As if the holiday season isn’t stressful enough for some people, it can be even harder for those of us with celiac disease.
It is hard to enjoy a big Thanksgiving dinner or any kind of holiday gathering when you don’t know if you’ll be able to eat anything that’s going to be served. And you don’t want to draw attention as the high-maintenance guest or fussy diner who isn’t eating.
When you’re making a meal at home or visiting a restaurant where you know the staff is sensitive to the needs of customers who can’t eat gluten, dining isn’t all that stressful. But dealing with social events where you don’t have any control over the food is another matter. People who write books and blogs about the gluten-free diet devote a lot of space to this.
Here are a few tips on how to handle these holiday gatherings.
- Try to talk to the host or hostess in advance, you want to minimize their stress but you have to let them know. The hosts usually want all of their guests to have a good time. They’re not going to feel so great if you’re not eating.
- For people with celiac disease or some other type of gluten intolerance, the gluten-free diet isn’t a choice. It’s a serious health concern because eating the slightest amount of gluten can make a celiac sick. If the hosts are unaware of this, you really need to make them aware. Some celiacs are afraid to speak up and tell people about their condition. If you had a peanut allergy, you wouldn’t sit quietly and eat a meal that might have peanuts in it. So if you have a gluten intolerance (it’s technically not an allergy), why wouldn’t you let everyone know?
Now if someone is cooking a dinner for 20 people, it is unreasonable to expect an entire meal to be gluten free. But there are steps you can take to make sure that at least part of the meal is safe to eat.
- Offer to bring a gluten-free dish or come early to help them prepare, adding that you should also bring your own utensils to serve the gluten-free dish.

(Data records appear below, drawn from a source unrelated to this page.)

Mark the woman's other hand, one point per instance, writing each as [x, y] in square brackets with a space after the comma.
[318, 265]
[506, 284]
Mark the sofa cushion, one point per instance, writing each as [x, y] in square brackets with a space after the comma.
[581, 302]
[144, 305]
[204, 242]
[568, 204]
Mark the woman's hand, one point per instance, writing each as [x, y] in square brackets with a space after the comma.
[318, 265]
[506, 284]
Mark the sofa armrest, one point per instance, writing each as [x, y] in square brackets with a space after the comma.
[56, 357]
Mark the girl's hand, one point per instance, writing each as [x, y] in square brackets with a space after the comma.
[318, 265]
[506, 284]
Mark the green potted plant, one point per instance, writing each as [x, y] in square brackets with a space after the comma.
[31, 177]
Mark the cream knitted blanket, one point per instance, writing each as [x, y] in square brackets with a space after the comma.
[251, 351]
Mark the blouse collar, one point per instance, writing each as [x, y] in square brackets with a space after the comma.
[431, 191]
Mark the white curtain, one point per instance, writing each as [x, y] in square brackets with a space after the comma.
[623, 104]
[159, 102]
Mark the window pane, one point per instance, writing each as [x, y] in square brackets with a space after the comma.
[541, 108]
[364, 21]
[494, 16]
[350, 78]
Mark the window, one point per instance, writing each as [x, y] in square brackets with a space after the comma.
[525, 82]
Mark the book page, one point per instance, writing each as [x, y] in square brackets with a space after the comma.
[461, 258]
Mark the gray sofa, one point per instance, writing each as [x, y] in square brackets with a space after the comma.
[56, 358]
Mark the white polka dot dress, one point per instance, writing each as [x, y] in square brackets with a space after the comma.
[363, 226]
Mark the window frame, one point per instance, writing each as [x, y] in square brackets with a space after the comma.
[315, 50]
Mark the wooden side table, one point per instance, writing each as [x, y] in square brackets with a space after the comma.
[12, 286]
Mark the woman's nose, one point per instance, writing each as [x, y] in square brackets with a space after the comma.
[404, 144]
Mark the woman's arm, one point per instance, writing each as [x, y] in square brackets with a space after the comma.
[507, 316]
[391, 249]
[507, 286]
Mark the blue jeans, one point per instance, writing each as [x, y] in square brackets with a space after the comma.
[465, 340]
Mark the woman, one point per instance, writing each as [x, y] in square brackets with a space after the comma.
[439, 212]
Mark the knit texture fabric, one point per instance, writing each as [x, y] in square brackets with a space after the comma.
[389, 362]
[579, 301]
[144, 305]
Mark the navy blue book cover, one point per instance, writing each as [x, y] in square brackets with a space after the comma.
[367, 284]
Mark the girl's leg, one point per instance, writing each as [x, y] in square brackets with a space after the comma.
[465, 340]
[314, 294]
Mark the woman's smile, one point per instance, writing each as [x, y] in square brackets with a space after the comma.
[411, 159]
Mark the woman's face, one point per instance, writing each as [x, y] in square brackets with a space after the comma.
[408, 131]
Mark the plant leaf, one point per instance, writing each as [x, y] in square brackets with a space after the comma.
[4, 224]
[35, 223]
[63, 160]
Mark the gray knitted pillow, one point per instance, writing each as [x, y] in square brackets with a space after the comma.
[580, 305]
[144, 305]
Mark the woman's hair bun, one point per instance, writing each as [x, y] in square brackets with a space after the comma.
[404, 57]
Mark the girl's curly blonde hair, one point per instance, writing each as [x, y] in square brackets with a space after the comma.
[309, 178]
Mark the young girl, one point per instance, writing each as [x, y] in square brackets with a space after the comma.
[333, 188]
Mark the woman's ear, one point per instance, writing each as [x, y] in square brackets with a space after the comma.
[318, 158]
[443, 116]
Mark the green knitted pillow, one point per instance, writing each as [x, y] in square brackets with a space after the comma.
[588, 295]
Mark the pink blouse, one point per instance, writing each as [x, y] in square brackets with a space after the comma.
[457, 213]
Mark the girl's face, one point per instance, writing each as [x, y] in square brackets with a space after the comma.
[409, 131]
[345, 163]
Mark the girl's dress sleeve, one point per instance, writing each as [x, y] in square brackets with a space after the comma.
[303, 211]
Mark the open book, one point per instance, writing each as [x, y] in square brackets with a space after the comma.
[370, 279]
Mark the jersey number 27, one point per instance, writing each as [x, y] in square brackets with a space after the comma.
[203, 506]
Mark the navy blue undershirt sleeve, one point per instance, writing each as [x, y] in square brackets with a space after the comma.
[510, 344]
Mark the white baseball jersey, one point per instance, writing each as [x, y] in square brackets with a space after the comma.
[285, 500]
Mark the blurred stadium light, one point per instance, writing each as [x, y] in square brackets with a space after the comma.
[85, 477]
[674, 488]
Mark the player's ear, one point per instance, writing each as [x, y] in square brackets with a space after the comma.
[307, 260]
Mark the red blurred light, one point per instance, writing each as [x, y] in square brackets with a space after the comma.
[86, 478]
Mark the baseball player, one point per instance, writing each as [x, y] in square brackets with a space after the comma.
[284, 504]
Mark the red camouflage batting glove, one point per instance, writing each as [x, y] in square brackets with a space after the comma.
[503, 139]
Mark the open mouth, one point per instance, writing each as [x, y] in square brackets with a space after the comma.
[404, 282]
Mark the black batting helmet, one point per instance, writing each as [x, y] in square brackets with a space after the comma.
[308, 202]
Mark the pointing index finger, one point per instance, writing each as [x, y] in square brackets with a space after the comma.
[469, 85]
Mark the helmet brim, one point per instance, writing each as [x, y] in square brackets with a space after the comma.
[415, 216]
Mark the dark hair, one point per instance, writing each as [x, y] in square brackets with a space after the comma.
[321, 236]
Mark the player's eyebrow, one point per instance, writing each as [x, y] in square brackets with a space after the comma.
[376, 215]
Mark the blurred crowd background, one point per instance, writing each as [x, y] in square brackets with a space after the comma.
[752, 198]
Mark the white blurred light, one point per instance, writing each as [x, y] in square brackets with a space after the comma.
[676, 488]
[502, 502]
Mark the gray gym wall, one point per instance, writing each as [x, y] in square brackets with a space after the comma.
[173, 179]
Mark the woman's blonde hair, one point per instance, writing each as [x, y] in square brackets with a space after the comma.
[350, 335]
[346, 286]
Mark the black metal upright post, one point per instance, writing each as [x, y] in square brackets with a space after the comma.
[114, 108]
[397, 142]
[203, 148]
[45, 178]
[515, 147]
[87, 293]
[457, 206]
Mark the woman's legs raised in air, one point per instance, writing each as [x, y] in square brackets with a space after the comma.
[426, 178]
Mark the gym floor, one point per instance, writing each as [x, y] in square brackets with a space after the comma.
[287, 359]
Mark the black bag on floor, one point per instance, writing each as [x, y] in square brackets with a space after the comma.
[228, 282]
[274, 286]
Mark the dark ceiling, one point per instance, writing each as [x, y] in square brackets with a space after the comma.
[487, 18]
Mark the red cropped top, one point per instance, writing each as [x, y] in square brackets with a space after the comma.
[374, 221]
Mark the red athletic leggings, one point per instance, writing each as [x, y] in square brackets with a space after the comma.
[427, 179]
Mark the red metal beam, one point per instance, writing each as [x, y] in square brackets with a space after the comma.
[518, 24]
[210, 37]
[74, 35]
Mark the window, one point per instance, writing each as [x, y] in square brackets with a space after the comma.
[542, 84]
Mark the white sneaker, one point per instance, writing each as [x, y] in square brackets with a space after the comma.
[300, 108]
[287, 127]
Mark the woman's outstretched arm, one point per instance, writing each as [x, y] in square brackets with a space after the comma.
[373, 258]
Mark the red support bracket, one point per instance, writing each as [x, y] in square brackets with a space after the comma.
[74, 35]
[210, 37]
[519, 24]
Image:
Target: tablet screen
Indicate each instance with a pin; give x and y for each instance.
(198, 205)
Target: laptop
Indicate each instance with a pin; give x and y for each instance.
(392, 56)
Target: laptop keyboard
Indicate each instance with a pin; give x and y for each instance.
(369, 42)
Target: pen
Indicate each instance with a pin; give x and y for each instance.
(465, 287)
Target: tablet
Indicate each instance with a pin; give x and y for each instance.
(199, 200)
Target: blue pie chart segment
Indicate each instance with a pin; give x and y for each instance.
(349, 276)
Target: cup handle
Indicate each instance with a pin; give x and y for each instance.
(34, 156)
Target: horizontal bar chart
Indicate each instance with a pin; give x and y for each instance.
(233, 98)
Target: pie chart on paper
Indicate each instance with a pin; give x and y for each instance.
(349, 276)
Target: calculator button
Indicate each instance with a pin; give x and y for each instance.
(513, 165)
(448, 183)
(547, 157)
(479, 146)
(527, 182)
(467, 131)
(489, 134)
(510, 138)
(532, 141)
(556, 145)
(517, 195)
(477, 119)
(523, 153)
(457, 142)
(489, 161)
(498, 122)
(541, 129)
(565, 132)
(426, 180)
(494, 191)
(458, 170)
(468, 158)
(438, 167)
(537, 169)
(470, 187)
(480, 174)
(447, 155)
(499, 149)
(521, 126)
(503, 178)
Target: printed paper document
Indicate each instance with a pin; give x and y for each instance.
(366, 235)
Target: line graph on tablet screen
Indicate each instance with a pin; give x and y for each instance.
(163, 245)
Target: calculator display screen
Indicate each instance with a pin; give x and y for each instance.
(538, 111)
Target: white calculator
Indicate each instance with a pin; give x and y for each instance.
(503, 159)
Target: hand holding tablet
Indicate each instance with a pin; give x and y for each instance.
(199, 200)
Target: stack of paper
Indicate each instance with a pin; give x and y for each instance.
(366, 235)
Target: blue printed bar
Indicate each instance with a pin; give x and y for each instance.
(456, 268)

Cross-contamination from other food that has gluten can be a problem.
- In addition to bringing a dish that everyone can enjoy, you might also want to bring your own chicken breast or turkey roast that can be heated separately just for yourself. If the host understands your condition, he or she shouldn’t be offended that you’re not eating the turkey the host spent hours preparing.
- Turkey itself is gluten free but if it’s cooked with stuffing, it very likely could come in contact with gluten. Don’t try to work around the gluten-containing stuffing.
- Needless to say, gravy is another concern.
- Other Thanksgiving staples like cranberry sauce are usually gluten free, but you have to be careful about mashed potatoes. Sometimes people put something on top of the potato or in the potato with gluten.
- Avoid dips, even if you know the dip itself is gluten free. You have no idea what other people have been dipping.
Of course, after Thanksgiving, there will still be a lot of social gatherings through the holiday season. Many people have offered the advice that if you’re going to a party where hors d’oeuvres are served but no formal dinner, the best thing to do is eat before you go, assuming you don’t know if the food will be prepared gluten free.